En este mismo sentido, la Corte Constitucional ha sostenido que:

(...).

“Conforme a la doctrina constitucional el juez no tiene facultad para abstenerse de valorar un testimonio que considere sospechoso. En su lugar, debe efectuar una práctica más rigurosa del mismo y una evaluación detallada de cada una de las afirmaciones que lo compongan. En conclusión el juez, como director del proceso, debe asumir la responsabilidad de valorar bajo parámetros objetivos todas las pruebas allegadas a la investigación.

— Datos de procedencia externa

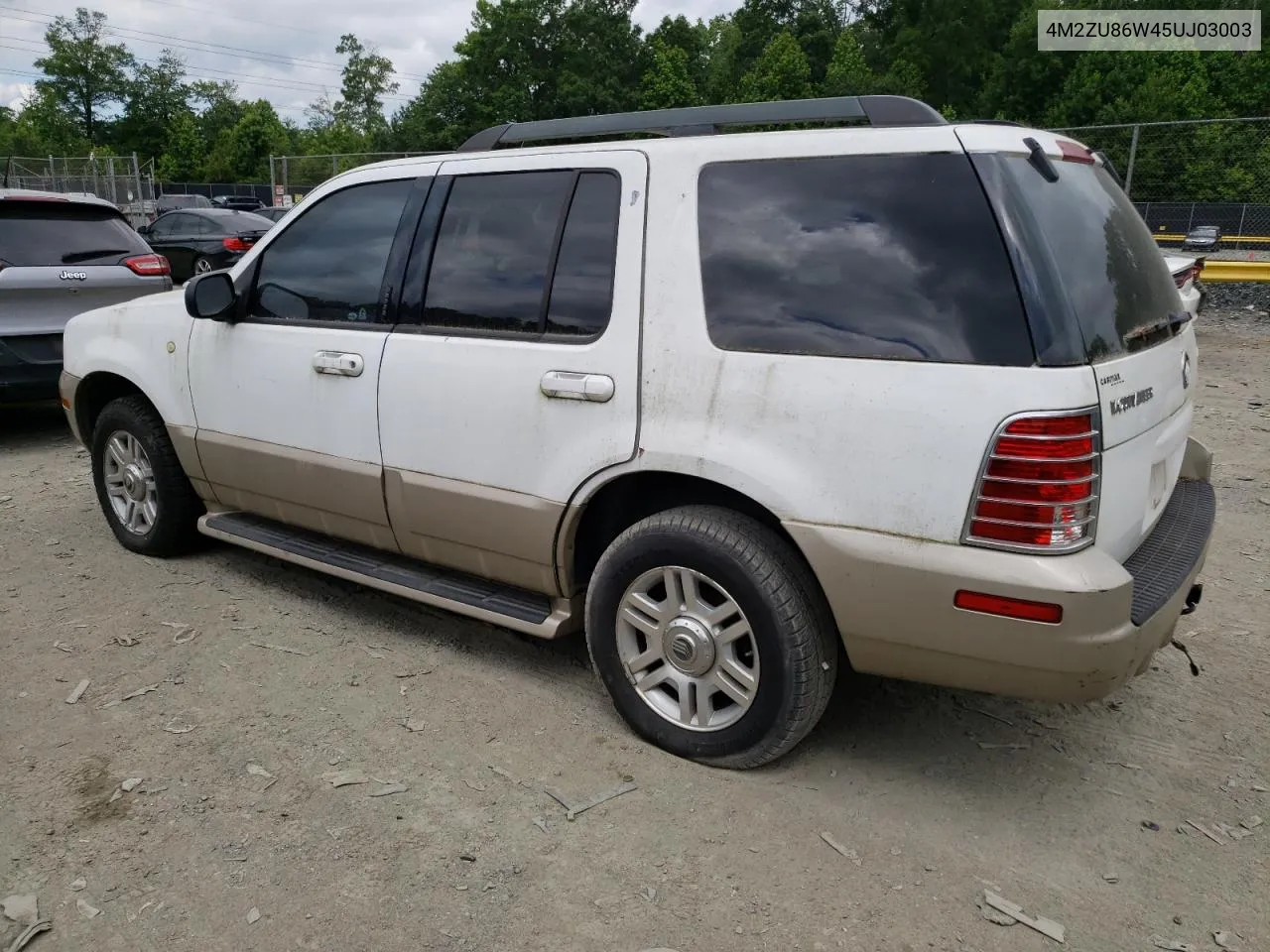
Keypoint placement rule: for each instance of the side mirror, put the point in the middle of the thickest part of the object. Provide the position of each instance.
(211, 298)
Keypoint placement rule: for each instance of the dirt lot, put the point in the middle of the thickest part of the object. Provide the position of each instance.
(285, 676)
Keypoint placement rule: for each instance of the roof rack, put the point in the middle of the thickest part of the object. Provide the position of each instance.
(706, 119)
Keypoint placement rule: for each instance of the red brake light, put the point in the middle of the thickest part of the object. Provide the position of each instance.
(149, 266)
(1039, 485)
(1008, 607)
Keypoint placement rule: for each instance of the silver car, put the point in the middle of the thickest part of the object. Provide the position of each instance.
(62, 255)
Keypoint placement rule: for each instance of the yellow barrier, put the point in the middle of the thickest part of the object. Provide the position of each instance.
(1236, 271)
(1225, 239)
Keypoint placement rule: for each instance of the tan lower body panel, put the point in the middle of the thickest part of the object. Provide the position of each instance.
(892, 599)
(183, 440)
(489, 532)
(563, 620)
(340, 498)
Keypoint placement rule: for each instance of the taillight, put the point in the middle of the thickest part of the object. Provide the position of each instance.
(1039, 486)
(149, 266)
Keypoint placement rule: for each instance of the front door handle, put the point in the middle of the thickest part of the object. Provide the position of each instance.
(567, 385)
(338, 363)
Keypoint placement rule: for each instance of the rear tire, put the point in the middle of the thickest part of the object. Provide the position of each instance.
(141, 486)
(711, 636)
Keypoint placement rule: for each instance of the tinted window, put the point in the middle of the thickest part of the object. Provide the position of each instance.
(1105, 259)
(53, 234)
(327, 266)
(489, 267)
(885, 257)
(581, 289)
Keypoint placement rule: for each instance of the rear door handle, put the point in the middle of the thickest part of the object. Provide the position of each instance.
(338, 363)
(566, 385)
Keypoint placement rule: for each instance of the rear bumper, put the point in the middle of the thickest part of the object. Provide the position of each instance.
(30, 366)
(67, 384)
(893, 599)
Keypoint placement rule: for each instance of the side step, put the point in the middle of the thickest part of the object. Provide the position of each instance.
(486, 601)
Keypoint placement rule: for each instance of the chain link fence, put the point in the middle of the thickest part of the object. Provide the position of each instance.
(119, 179)
(1185, 175)
(295, 176)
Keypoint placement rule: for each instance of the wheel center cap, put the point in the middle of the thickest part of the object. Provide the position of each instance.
(134, 483)
(689, 647)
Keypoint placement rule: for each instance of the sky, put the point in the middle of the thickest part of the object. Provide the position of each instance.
(277, 50)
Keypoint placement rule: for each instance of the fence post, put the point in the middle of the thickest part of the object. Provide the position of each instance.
(1133, 155)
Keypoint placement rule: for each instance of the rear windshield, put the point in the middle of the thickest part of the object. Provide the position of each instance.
(889, 257)
(1107, 266)
(54, 234)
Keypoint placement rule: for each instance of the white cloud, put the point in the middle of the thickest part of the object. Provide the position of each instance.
(293, 42)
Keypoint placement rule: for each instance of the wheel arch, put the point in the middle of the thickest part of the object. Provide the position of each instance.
(95, 391)
(606, 511)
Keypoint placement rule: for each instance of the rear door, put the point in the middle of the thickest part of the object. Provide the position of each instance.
(1084, 232)
(60, 258)
(520, 377)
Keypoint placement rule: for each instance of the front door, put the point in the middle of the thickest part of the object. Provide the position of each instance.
(286, 399)
(520, 375)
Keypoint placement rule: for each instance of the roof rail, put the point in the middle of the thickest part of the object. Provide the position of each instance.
(706, 119)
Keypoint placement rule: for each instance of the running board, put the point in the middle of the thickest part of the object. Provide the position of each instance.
(465, 594)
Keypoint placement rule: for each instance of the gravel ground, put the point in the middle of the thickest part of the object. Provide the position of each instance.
(231, 687)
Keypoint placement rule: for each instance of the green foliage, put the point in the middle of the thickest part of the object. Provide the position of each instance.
(84, 72)
(781, 72)
(524, 60)
(848, 73)
(668, 81)
(367, 77)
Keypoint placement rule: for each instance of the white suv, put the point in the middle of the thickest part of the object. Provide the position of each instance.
(912, 395)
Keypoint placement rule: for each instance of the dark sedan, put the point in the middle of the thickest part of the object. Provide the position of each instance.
(200, 240)
(1203, 238)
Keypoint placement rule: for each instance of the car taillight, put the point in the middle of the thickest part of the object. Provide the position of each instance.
(149, 266)
(1039, 486)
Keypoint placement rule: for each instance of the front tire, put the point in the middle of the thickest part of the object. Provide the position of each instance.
(140, 484)
(711, 636)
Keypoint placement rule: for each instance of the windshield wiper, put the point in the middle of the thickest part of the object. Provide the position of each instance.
(1171, 324)
(98, 253)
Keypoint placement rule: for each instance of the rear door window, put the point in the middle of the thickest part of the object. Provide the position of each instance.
(55, 234)
(1095, 243)
(892, 257)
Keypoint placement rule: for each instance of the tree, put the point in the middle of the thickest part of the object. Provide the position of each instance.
(84, 73)
(243, 153)
(780, 72)
(185, 154)
(668, 82)
(367, 79)
(847, 73)
(157, 96)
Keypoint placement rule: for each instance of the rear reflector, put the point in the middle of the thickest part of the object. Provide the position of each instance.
(149, 266)
(1039, 485)
(1008, 607)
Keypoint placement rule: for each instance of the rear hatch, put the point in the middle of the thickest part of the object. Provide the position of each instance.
(1100, 294)
(62, 258)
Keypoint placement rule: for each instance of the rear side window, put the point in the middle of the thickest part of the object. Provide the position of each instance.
(327, 266)
(1092, 239)
(892, 257)
(526, 254)
(55, 234)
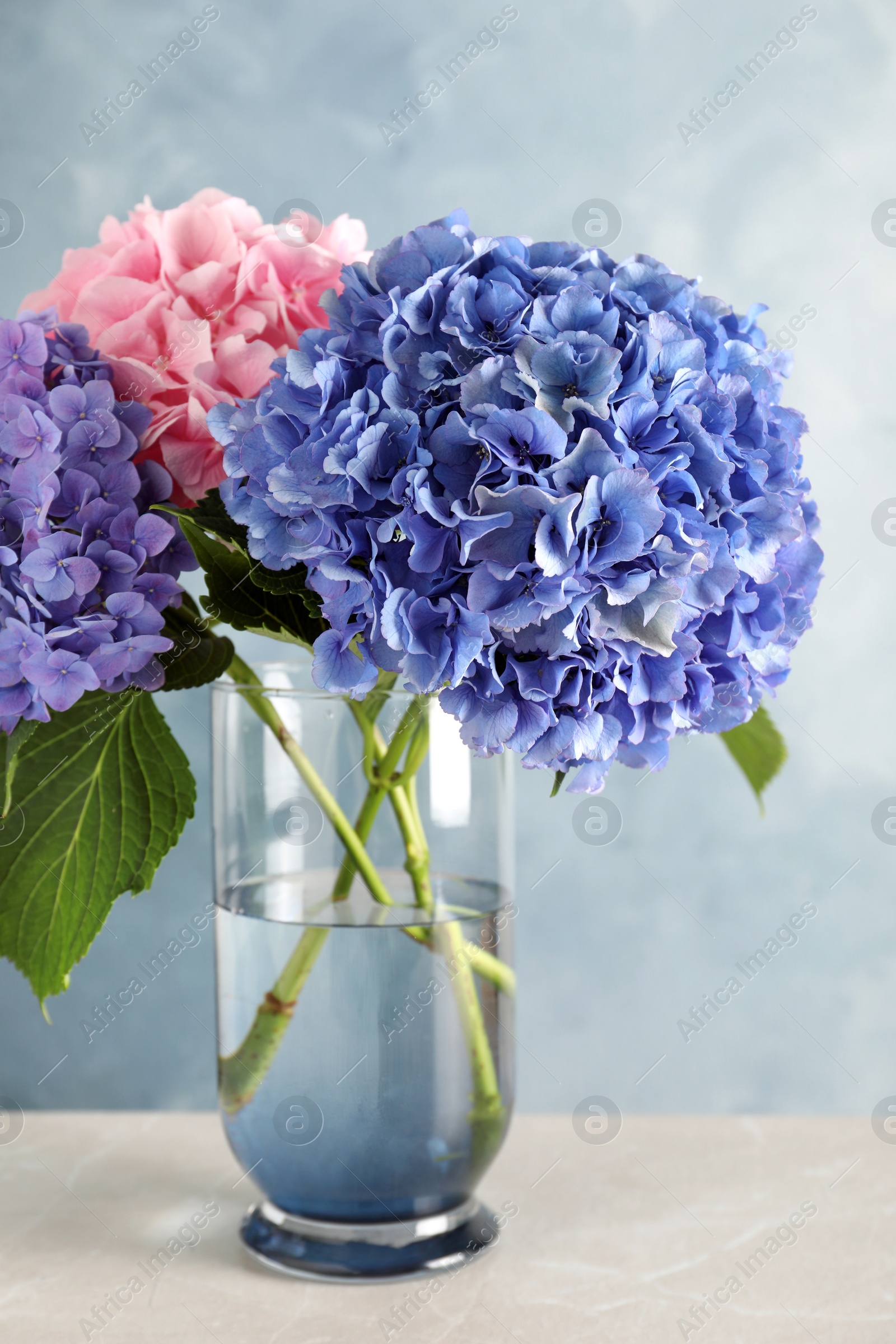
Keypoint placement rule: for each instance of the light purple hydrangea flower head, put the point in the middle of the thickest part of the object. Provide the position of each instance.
(85, 570)
(558, 489)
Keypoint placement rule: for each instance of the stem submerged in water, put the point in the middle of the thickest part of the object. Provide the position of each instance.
(242, 1073)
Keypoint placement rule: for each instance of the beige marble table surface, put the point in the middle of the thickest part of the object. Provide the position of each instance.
(613, 1242)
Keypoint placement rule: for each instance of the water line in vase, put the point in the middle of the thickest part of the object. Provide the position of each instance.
(244, 1072)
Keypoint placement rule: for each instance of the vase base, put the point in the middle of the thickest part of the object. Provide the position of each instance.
(367, 1253)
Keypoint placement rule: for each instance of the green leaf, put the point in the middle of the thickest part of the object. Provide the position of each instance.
(759, 750)
(19, 736)
(211, 515)
(237, 599)
(198, 655)
(101, 794)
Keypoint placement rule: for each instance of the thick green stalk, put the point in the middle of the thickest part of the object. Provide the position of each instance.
(242, 1073)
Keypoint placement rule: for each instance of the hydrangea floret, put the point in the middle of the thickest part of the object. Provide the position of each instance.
(85, 569)
(558, 489)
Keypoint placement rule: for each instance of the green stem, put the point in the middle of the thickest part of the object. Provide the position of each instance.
(329, 807)
(488, 1113)
(242, 1073)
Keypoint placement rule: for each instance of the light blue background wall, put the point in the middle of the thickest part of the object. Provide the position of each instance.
(773, 202)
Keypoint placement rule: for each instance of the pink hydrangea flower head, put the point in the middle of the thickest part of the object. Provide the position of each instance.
(191, 307)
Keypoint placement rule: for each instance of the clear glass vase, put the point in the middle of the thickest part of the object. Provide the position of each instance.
(366, 1065)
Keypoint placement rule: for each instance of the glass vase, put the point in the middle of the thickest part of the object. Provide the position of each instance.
(366, 1073)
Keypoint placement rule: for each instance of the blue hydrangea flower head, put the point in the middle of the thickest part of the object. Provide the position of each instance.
(557, 489)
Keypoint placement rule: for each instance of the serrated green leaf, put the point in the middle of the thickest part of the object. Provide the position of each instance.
(235, 599)
(100, 796)
(759, 750)
(198, 655)
(211, 515)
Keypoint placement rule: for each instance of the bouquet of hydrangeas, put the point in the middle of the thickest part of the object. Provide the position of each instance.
(558, 492)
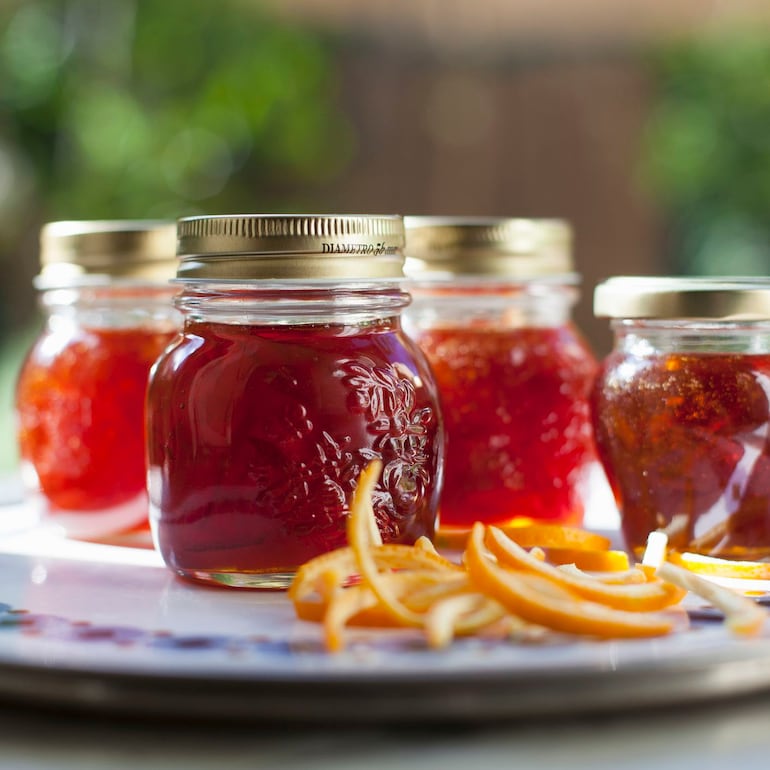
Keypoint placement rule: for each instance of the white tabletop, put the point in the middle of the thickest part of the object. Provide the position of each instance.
(734, 734)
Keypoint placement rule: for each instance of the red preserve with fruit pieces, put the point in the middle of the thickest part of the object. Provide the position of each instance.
(682, 411)
(492, 306)
(291, 375)
(81, 390)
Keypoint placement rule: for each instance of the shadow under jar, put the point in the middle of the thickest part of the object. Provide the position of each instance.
(81, 390)
(291, 375)
(492, 311)
(682, 411)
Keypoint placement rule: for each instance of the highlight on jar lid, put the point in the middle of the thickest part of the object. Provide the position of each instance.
(488, 246)
(91, 252)
(712, 299)
(317, 247)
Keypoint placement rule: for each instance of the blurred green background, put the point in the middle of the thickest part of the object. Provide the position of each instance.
(647, 129)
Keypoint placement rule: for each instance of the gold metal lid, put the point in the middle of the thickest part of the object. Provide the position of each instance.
(84, 252)
(487, 246)
(291, 247)
(710, 299)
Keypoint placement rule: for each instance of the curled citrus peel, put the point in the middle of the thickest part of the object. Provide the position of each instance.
(500, 588)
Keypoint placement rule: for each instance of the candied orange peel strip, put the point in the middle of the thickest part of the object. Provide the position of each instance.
(500, 587)
(537, 599)
(590, 559)
(636, 597)
(715, 567)
(743, 616)
(531, 535)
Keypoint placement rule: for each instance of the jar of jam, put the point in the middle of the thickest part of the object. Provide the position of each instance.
(291, 375)
(682, 411)
(492, 311)
(80, 393)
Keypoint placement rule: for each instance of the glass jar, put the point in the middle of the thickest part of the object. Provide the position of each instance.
(291, 375)
(492, 306)
(682, 411)
(80, 393)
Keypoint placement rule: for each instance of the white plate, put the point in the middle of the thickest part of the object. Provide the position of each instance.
(109, 628)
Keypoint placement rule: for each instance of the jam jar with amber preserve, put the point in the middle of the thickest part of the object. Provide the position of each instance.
(105, 288)
(292, 374)
(492, 311)
(682, 411)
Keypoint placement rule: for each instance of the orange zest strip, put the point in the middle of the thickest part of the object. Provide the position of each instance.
(743, 616)
(460, 614)
(641, 597)
(589, 559)
(710, 565)
(521, 594)
(359, 537)
(386, 557)
(530, 535)
(623, 577)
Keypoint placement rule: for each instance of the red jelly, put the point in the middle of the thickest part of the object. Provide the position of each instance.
(516, 413)
(682, 412)
(81, 414)
(491, 309)
(80, 393)
(263, 415)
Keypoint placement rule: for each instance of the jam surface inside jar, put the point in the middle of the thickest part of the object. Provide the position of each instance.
(80, 410)
(684, 439)
(515, 406)
(257, 435)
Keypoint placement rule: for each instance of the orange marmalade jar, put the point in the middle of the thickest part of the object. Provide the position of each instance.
(291, 375)
(681, 410)
(491, 310)
(80, 394)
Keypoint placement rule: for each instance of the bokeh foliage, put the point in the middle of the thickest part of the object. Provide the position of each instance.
(707, 152)
(135, 108)
(151, 109)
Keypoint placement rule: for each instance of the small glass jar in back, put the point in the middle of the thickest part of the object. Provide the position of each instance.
(682, 411)
(105, 288)
(492, 311)
(291, 376)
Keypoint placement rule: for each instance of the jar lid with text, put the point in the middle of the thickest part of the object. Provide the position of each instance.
(74, 253)
(494, 247)
(309, 247)
(715, 299)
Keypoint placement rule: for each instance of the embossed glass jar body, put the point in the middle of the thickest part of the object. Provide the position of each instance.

Solo puede descartar aquellas respecto de las cuales compruebe su ilegalidad o que se han allegado indebida o inoportunamente y, en todo caso, cualquiera que se haya obtenido con la vulneración del debido proceso”(3) (negrilla y subrayado fuera de texto).

En el caso de estudio, el testimonio del señor(sic) Zamyr Rada Cassab, a pesar de ser de una persona vinculada por el parentesco con el tercero interesado en las resultas del proceso, considera la Sala que es necesaria decretarla, y será al momento de dictar el fallo que se evaluará su idoneidad para dirimir el fondo del asunto.

En ese orden de ideas, se revocará el auto con fecha de 21 de abril de 2010, para disponer en su lugar que la consejera conductora del proceso provea lo necesario para la recepción del testimonio de la señora Zamyr Rada Cassab.

En mérito de lo expuesto, el Consejo de Estado, Sala de lo Contencioso Administrativo, Sección Primera, en Sala de Decisión,

RESUELVE:

REVÓCASE el auto con fecha de 21 de abril de 2010, y en su lugar se dispone que la Consejera conductora del proceso, provea lo necesario para la recepción del testimonio del señor(sic) Zamyr Rada Cassab.

Notifíquese y cúmplase.

Se deja constancia de que la anterior providencia fue leída, discutida y aprobada por la Sala en la sesión del día 2 de septiembre de 2010».

(1) Expediente radicado 2003-01445; actor: Carlos Campos Martínez; C.P. Olga Inés Navarrete Barrero; Sección Primera, Consejo de Estado.

(2) Expediente radicado 2006-02791; actor: Tiberio Villareal Ramos; C.P. Martha Sofía Sanz Tobón; Sección Primera, Consejo de Estado.

(3) Referencia Expediente T-1132315; actor: Johana Luz Acosta Romero; Sentencia T-1090/05, M.P. Clara Inés Vargas Hernández, Sala Novena, Corte Constitucional, Sentencia T-1090 de 2005.